– Племена поймут угрозу воде, – сказал Лето.
– Но это касается не только воды. Это… – Ганима замолчала, поняв глубинный смысл слов брата. Вода была абсолютным символом мощи Арракиса. В своих корнях фримены оставались специализированным, если можно так выразиться, видом, выжившим в условиях жестокой Пустыни, ведущими специалистами жизни в условиях постоянного стресса. Как только на планете стало много воды, произошел странный перенос символа, хотя люди продолжали понимать и чувствовать свой древний долг.
– Ты имеешь в виду угрозу мощи, – поправила она Лето.
– Конечно.
– Но поверят ли они нам?
– Если они увидят, что происходит, если почувствуют нарушение равновесия…
– Равновесие, – произнесла Ганима и тут же повторила мысль, которую неоднократно высказывал их отец: – Равновесие – это то, что отличает людей от черни.
Ее слова пробудили в нем память об отце.
– Экономика против красоты – это старо, как Шеба, – Лето вздохнул и, подняв голову, посмотрел на Ганиму. – Я начал видеть сны предзнания, Гани.
Она судорожно втянула в себя воздух.
Лето между тем продолжал говорить:
– Когда Стилгар сказал, что бабушка задержится, то я уже знал это наперед. Но теперь я могу сказать, что и другие сны подозрительны мне.
– Лето, – тихо сказала Ганима, покачав головой и опустив глаза. – К нашему отцу это пришло позже. Не думаешь ли ты, что…
– Мне снилось, что я заперт в тесном шкафу, потом был сон о том, как я бегу по дюнам, – заговорил он. – Потом я был в Якуруту.
– Яку… – Ганима запнулась и откашлялась. – Это старый миф!
– Это место существует, Гани! Я должен найти человека, которого называют Проповедником, и о многом его спросить.
– Ты думаешь, что это… наш отец?
– Спроси об этом у самой себя.
– Это очень похоже на него, – согласилась Ганима, – но…
– Мне не нравится многое из того, что мне предстоит сделать, но сегодня я впервые по-настоящему понял отца.
Девочка поняла, что сейчас ей нет места в его мыслях.

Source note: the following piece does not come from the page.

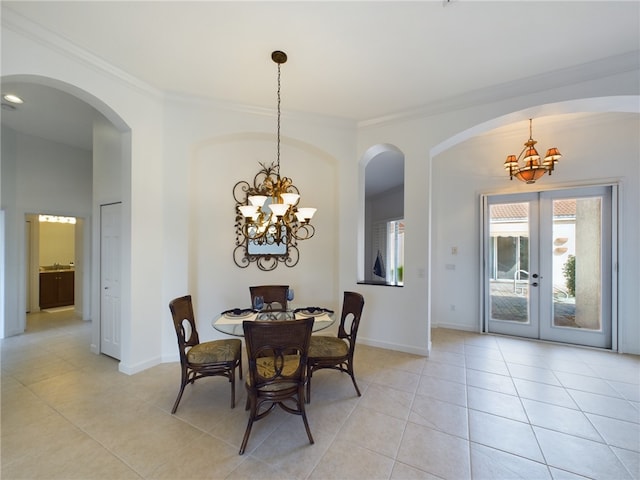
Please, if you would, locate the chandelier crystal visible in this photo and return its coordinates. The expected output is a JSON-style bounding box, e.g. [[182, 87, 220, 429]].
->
[[233, 50, 316, 270], [504, 118, 562, 183]]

– Может быть, Проповедник – просто старый мистик.
– Я молю Бога, чтобы так оно и оказалось, – прошептал Лето. – О, как я надеюсь на это!
Он подался вперед и встал. Балисет загудел от этого движения.
– Пусть он окажется всего лишь Гавриилом без рога. – Лето молча вперил взор в освещенный призрачным лунным светом Пустынный ландшафт.
Ганима посмотрела в ту же сторону. На краю рощи у ворот сиетча светились гнилушки, окаймляя чистый силуэт дюн. В Пустыне кипела жизнь, которая никогда не затухала, даже тогда, когда Пустыня казалась спящей. Ганима чувствовала, что ее слушают какие-то неведомые твари. Откровения Лето преобразили ночь в глазах Ганимы. Это был момент прозрения, момент отыскания устоявшегося порядка в непрестанных изменениях, мгновение, в которое каждый человек чувствует свое земное прошлое – прошлое, которое неистребимо в памяти рода людского.
– Но почему Якуруту? – спросила она, и обыденность ее тона поколебала волшебное настроение.
– Почему?.. Не знаю. Когда Стилгар рассказал мне, как они убивали людей, а потом объявили то место запретным, наложив на него табу, я думал так же, как ты. Но теперь оттуда исходит опасность… но там живет и Проповедник.
Ганима не откликнулась, не стала просить, чтобы Лето рассказал ей что-то еще, понимая, как много это сказало брату об охватившем ее ужасе. Этот путь ведет к Мерзости, и оба – брат и сестра – понимали меру опасности. Страшное слово повисло между ними, когда Лето встал и они направились к входу в сиетч. Мерзость.
* * *
Вселенная принадлежит одному Богу. Они – одно; их целостность – мерило всех отчуждений и разделений. Преходящая жизнь, даже исполненная самосознания и разума, та жизнь, которую называют научной, есть не что иное, как только хрупкая вера в отдельную частицу целого.